1. Field of the Invention
The disclosure relates to a phosphor, and in particular relates to a white light emitting device utilizing the same.
2. Description of the Related Art
Use of white light emitting diodes is a major trend in modern illumination due to the energy-saving, low pollution, and long lifetime thereof. The critical points for total luminous efficiency in the illumination devices are not only the inherent brightness of LEDs but also the LED phosphors used.
The general commercially available white light LED is a blue LED (emission wavelength of 460 nm to 480 nm) collocated with a yellow phosphor, which has poor color-rendering due to the lack of red light.
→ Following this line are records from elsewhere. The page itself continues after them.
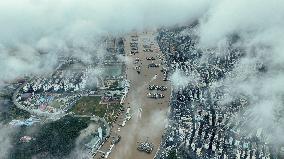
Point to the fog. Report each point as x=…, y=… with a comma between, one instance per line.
x=34, y=33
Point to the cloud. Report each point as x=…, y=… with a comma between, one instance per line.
x=259, y=73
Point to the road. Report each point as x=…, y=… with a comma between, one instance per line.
x=148, y=115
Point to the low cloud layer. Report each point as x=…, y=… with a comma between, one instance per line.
x=34, y=33
x=35, y=30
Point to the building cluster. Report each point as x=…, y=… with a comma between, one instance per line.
x=54, y=94
x=200, y=127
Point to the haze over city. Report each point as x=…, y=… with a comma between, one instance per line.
x=133, y=79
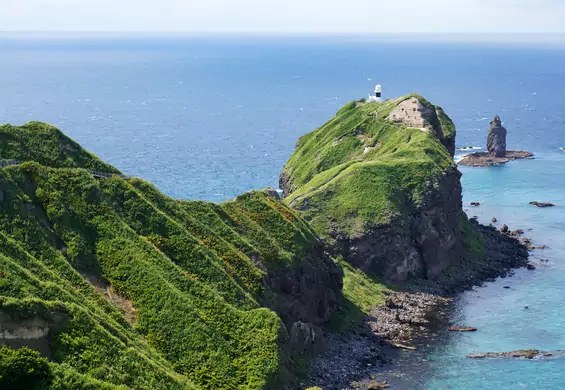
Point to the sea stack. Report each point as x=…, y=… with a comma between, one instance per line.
x=496, y=149
x=496, y=140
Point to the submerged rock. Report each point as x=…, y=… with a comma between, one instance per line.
x=462, y=329
x=496, y=140
x=523, y=353
x=542, y=205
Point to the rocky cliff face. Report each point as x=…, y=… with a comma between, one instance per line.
x=420, y=244
x=496, y=140
x=394, y=211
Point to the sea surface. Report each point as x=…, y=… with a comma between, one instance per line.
x=209, y=118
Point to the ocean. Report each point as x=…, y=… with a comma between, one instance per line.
x=210, y=118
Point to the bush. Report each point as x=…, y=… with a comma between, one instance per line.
x=23, y=369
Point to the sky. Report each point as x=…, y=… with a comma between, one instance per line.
x=285, y=16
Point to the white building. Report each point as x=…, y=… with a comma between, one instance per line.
x=377, y=96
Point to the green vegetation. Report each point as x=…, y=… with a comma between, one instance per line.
x=361, y=170
x=23, y=369
x=36, y=141
x=362, y=292
x=138, y=290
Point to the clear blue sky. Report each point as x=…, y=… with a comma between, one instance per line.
x=286, y=16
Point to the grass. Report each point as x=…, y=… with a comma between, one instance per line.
x=361, y=292
x=194, y=274
x=360, y=170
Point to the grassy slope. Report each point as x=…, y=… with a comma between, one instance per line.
x=36, y=141
x=360, y=170
x=187, y=268
x=345, y=187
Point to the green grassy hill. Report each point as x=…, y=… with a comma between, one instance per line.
x=120, y=286
x=379, y=185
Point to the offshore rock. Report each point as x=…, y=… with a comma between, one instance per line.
x=523, y=353
x=496, y=153
x=496, y=140
x=542, y=205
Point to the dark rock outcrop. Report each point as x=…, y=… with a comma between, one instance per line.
x=523, y=353
x=308, y=293
x=484, y=159
x=420, y=244
x=496, y=140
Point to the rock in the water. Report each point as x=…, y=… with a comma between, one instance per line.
x=374, y=385
x=462, y=329
x=273, y=193
x=540, y=204
x=496, y=140
x=523, y=353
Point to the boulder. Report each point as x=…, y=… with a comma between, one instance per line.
x=496, y=140
x=462, y=329
x=540, y=204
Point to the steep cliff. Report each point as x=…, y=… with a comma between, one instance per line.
x=379, y=185
x=120, y=285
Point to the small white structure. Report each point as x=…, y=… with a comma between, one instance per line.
x=377, y=97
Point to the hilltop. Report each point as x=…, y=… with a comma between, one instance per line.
x=379, y=184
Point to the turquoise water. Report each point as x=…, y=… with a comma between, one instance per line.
x=499, y=314
x=211, y=118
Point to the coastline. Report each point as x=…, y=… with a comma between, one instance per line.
x=380, y=349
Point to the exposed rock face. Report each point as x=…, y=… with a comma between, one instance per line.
x=30, y=332
x=496, y=140
x=421, y=244
x=308, y=293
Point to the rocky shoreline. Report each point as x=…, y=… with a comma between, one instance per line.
x=411, y=318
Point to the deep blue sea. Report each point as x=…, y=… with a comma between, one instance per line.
x=207, y=118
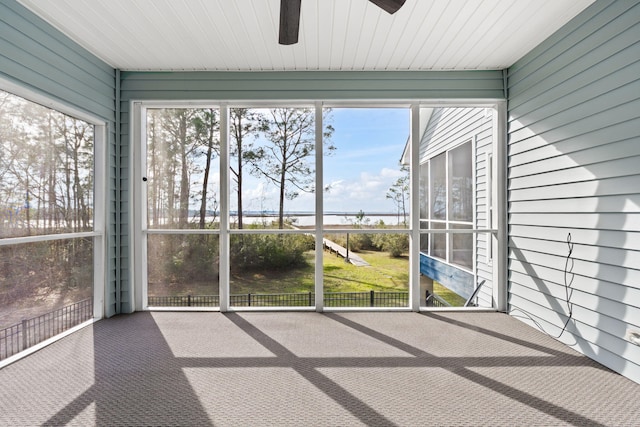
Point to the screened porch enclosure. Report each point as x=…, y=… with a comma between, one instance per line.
x=229, y=216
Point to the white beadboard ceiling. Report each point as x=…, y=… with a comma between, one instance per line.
x=348, y=35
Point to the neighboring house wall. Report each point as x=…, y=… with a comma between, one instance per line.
x=39, y=58
x=451, y=127
x=574, y=168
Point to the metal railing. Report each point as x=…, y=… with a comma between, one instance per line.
x=30, y=332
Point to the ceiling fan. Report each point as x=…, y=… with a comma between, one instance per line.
x=290, y=17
In other words, a white light LED utilizing a combination of red and yellow phosphors have better color rendering than the white light LED only utilizing the yellow phosphor. However, the major commercially available blue light excitable red phosphors are nitrides or sulfides, which have an emission wavelength of 620 nm to 650 nm. The red phosphors of nitride have high stability, but need expensive starting materials (e.g. strontium nitride and barium nitride) and expensive processes (e.g. high temperature and high pressure) for fabrication thereof. The cost of the red phosphor of sulfide is low, but it is not suitable for application in LEDs due to low chemical stability thereof. Recently, an orange red phosphor of silicate has been used to collocate with a yellow phosphor and blue LED to complete a white light LED with high color rendering. The usual orange red phosphor of silicate is (CaSr)2SiO4:Eu2+ (BOS600) and has an emission spectrum of 580 nm to 600 nm, a relatively low cost, good illumination efficiency, and better chemical stability than the red phosphor of sulfide. However, the thermal stability of BOS600 is not sufficient. Accordingly, an orange red phosphor having good illumination efficiency, a low cost, and excellent thermal stability is called-for.